As a consumer and purchaser of both newspapers, plaintiff has standing under the antitrust laws to challenge a merger that will result in a reduction of output (only one daily newspaper); a lessening of consumer choice (only one news and editorial voice in San Francisco); the elimination of price and rate competition between The Chronicle and The Examiner; the likely enhancement of subscription and newstand prices and advertising rates; and the elimination of competition that would have occurred on the expiration of the JOA. Key Enterprises of Delaware, Inc. v. Venice Hosp., 919 F.2d 1550, 1559 (11th Cir. 1990) (narrowing of consumer "choice is sufficient to show injury to consumers" under the antitrust laws); Nelson v. Monroe Regional Medical Ctr., 925 F.2d 1555, 1562-65, 1568 (7th Cir. 1991) (consumers denied medical treatment as the result of a hospital merger have standing to challenge the merger under section 7 of the Clayton Act); see Reiter v. Sonotone Corp., 442 U.S. 330 (1979) (consumers have standing to enforce the antitrust laws when violations cause them monetary injury); California v. American Stores Co., 495 U.S. 271 (1990) (action by state as parens patriae to redress harm to its citizens as consumers resulting from a merger); see also Blue Shield of Virginia v. McCready, 457 U.S. 465, 473-74 (1982) (injury to the "general economy" of a state "is no more than a reflection of injuries to the ‘business or property’ of consumers, for which they may recover themselves . . . .")

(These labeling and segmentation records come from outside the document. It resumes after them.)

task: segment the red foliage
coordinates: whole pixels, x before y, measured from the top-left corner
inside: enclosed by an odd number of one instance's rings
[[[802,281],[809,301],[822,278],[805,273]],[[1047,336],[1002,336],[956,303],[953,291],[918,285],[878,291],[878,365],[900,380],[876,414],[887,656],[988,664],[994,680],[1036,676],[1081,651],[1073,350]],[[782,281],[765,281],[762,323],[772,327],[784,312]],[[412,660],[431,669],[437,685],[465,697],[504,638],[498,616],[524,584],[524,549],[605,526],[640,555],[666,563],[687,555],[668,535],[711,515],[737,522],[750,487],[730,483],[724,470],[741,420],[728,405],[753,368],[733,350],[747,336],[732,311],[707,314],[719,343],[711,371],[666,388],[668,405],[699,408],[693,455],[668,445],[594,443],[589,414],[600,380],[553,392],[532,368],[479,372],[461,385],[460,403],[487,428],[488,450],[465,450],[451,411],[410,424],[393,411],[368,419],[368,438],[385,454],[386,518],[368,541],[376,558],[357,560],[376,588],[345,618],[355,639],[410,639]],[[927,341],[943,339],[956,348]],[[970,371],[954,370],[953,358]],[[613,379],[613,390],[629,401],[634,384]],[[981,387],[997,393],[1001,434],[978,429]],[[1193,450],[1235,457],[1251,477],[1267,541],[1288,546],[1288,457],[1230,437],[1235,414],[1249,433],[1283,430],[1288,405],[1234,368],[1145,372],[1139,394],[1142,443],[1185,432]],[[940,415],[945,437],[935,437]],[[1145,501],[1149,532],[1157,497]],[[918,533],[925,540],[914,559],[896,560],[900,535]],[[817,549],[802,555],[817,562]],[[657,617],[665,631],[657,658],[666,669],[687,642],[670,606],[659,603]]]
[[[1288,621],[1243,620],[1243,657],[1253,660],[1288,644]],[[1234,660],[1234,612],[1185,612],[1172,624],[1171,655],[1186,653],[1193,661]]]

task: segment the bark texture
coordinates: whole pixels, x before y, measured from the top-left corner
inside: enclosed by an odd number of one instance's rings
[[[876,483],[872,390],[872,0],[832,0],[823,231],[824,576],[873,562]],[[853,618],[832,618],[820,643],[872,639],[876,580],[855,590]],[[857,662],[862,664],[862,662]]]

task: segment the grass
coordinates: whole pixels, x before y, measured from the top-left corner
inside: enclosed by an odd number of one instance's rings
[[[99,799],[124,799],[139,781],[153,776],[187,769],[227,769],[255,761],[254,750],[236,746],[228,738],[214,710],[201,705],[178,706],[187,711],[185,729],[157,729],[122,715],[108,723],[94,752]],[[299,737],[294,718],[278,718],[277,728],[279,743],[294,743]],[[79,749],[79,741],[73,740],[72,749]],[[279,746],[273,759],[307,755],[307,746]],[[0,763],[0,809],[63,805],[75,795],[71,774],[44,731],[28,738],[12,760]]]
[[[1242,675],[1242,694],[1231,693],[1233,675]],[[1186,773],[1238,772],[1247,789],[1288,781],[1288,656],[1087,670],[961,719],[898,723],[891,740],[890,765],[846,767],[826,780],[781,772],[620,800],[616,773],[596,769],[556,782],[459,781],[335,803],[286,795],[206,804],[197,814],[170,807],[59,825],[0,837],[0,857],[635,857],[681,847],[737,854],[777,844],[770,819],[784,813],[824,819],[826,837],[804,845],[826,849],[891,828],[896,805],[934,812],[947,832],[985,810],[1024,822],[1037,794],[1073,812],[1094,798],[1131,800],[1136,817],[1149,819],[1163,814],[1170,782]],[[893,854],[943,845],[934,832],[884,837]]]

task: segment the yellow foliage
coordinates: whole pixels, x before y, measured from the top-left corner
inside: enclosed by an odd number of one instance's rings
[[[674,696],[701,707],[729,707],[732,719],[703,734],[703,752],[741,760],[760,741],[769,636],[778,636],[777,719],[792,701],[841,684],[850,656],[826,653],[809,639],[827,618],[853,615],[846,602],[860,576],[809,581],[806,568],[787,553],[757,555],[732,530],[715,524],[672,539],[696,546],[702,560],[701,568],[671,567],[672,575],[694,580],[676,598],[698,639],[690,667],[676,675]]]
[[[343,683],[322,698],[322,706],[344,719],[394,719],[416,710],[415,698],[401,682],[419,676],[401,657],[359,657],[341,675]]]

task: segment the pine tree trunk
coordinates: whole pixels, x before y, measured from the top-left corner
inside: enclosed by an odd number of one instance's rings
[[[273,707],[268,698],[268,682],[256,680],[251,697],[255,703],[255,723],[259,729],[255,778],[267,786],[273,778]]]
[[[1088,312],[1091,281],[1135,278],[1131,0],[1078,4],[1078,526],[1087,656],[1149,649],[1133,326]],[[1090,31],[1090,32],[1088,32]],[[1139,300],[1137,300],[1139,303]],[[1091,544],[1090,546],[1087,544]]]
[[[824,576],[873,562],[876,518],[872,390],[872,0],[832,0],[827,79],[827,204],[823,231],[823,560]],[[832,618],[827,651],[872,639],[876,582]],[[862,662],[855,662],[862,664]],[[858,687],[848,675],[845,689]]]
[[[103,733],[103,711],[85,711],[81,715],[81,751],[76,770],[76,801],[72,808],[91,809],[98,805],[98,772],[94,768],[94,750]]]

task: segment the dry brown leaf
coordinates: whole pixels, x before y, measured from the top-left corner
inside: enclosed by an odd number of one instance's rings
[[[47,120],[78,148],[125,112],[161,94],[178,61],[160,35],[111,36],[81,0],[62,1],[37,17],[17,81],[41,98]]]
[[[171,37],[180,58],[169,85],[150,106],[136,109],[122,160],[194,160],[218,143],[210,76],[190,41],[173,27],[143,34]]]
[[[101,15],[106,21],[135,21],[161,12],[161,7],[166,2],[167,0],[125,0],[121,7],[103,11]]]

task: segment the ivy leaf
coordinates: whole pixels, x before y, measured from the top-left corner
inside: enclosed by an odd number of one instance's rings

In addition, section 7 of the Clayton Act permits an injunction against a merger "the effect of which may be substantially to lessen competition, or to tend to create a monopoly." 15 U.S.C. § 18, emphasis added. "Congress used the words ‘may be substantially to lessen competition’ (emphasis supplied) to indicate that its concern was with probabilities, not certainties." United States v. Times Mirror Co., 274 F. Supp. 606, 613 (C.D. Cal. 1967), aff’d, 390 U.S. 712 (1968), quoting Brown Shoe Co. v. United States, 370 U.S. 294, 323 (1962).

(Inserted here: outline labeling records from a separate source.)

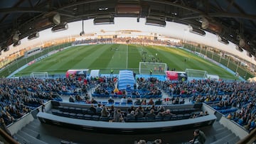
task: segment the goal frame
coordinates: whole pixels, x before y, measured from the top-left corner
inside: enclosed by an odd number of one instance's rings
[[[152,74],[166,74],[167,64],[163,62],[139,62],[139,73],[141,74],[150,74],[150,70],[152,70]]]
[[[31,78],[37,78],[37,79],[48,79],[49,74],[48,72],[31,72],[30,77]]]
[[[194,70],[194,69],[186,69],[185,70],[187,77],[188,77],[188,80],[191,80],[191,79],[206,79],[208,78],[207,74],[208,72],[207,71],[205,70]],[[196,74],[195,75],[191,75],[191,72],[197,72],[194,73]],[[202,74],[199,74],[199,73],[202,73]]]

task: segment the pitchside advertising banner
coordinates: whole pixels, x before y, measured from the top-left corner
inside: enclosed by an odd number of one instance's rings
[[[166,71],[166,77],[169,80],[186,81],[188,77],[184,72]]]
[[[73,77],[75,76],[84,76],[86,77],[87,72],[89,70],[69,70],[66,72],[66,77]]]

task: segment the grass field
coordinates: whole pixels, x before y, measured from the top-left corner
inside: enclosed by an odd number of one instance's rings
[[[99,69],[102,74],[109,74],[111,69],[114,70],[116,74],[119,70],[129,69],[139,73],[142,59],[149,60],[152,57],[166,63],[170,70],[206,70],[209,74],[219,75],[222,79],[235,79],[225,70],[181,49],[119,44],[75,46],[34,63],[16,75],[30,74],[33,72],[64,74],[70,69]]]

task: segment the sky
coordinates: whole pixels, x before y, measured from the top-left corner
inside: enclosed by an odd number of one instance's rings
[[[94,25],[93,20],[84,21],[84,31],[85,35],[92,33],[100,33],[101,31],[116,31],[124,30],[137,30],[145,33],[156,33],[162,35],[170,36],[172,38],[179,38],[189,41],[194,41],[202,43],[215,48],[229,52],[230,53],[247,60],[256,65],[254,57],[250,57],[247,55],[245,50],[239,52],[235,50],[235,45],[230,43],[228,45],[223,44],[218,41],[217,35],[206,32],[205,36],[201,36],[188,31],[187,25],[180,24],[174,22],[166,22],[165,27],[145,25],[145,18],[140,18],[137,22],[137,18],[114,18],[114,24],[110,25]],[[21,40],[21,45],[9,47],[10,50],[1,52],[0,58],[2,58],[9,53],[25,48],[29,45],[34,45],[37,43],[42,43],[44,41],[49,41],[58,38],[70,37],[71,35],[78,35],[82,31],[82,21],[76,21],[68,23],[68,29],[63,31],[53,33],[51,28],[39,32],[38,38],[28,40],[27,38]]]

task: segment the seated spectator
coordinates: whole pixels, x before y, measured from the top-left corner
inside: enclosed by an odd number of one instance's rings
[[[134,106],[131,106],[130,108],[128,108],[128,109],[127,109],[127,113],[130,113],[132,112],[132,111],[135,111],[135,110],[136,110],[136,109],[134,108]]]
[[[134,105],[142,105],[142,101],[139,99],[137,99],[136,101],[134,102]]]
[[[144,113],[139,108],[137,108],[135,110],[135,118],[142,118],[143,116]]]
[[[132,99],[130,97],[128,97],[127,99],[127,104],[133,104]]]
[[[113,104],[114,99],[112,98],[112,96],[110,96],[110,99],[107,100],[109,104]]]
[[[159,113],[159,112],[164,112],[165,110],[164,107],[163,106],[159,106],[158,108],[157,108],[157,113]]]
[[[95,106],[94,106],[94,105],[92,104],[90,106],[89,110],[94,112],[94,113],[96,112],[96,108],[95,108]]]
[[[114,112],[114,122],[124,122],[124,118],[121,109],[116,109]]]
[[[149,101],[148,102],[148,105],[153,105],[153,104],[154,104],[154,103],[153,99],[151,98],[149,99]]]
[[[85,96],[85,101],[87,100],[87,99],[90,99],[90,96],[88,94],[86,94]]]
[[[182,101],[181,101],[179,104],[185,104],[185,99],[183,99]]]
[[[92,98],[91,103],[95,104],[97,104],[97,101],[93,98]]]
[[[109,117],[110,116],[110,112],[107,111],[107,107],[104,106],[101,111],[101,116],[102,117]]]
[[[121,99],[121,100],[120,100],[120,102],[122,103],[122,104],[127,104],[127,99],[126,99],[126,96],[124,96],[122,99]]]
[[[166,109],[165,111],[162,112],[162,116],[164,117],[171,118],[171,116],[175,116],[175,114],[171,113],[170,109]]]
[[[149,113],[147,113],[146,114],[146,118],[155,118],[156,114],[154,113],[154,109],[150,110]]]
[[[146,99],[142,99],[142,105],[146,105]]]
[[[161,105],[161,104],[162,104],[162,101],[161,100],[160,98],[159,98],[157,101],[155,101],[155,105]]]
[[[135,111],[132,111],[131,113],[128,113],[127,116],[127,119],[135,119]]]
[[[70,96],[70,98],[68,99],[70,102],[75,102],[75,99],[72,96]]]
[[[100,113],[102,111],[102,105],[101,104],[98,104],[96,107],[96,113]]]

Finally, under section 16 of the Clayton Act, 15 U.S.C. § 26, injunctive relief is available "upon the demonstration of ‘threatened’ injury. That remedy is characteristically available even though the plaintiff has not yet suffered actual injury . . . [citation omitted]; he need only demonstrate a significant threat of injury from an impending violation of the antitrust laws or from a contemporary violation likely to continue or recur." Zenith Radio Corp. v. Hazeltine Research, Inc., 395 U.S. 100, 130 (1969). Equally applicable is the Supreme Court’s admonition that "the purpose of giving private parties treble-damage and injunctive remedies was not merely to provide private relief, but was to serve as well the high purpose of enforcing the antitrust laws." Id. The availability of injunctive relief "should be ‘conditioned by the necessities’ of the public interest which Congress has sought to protect." 395 U.S. at 131. The Court’s words could not apply with more force than to this case, where plaintiff is acting as a private attorney general by default, in place of federal, state, and local authorities conspicuous by their absence.

As a consumer, plaintiff clearly satisfies all antitrust standing requirements.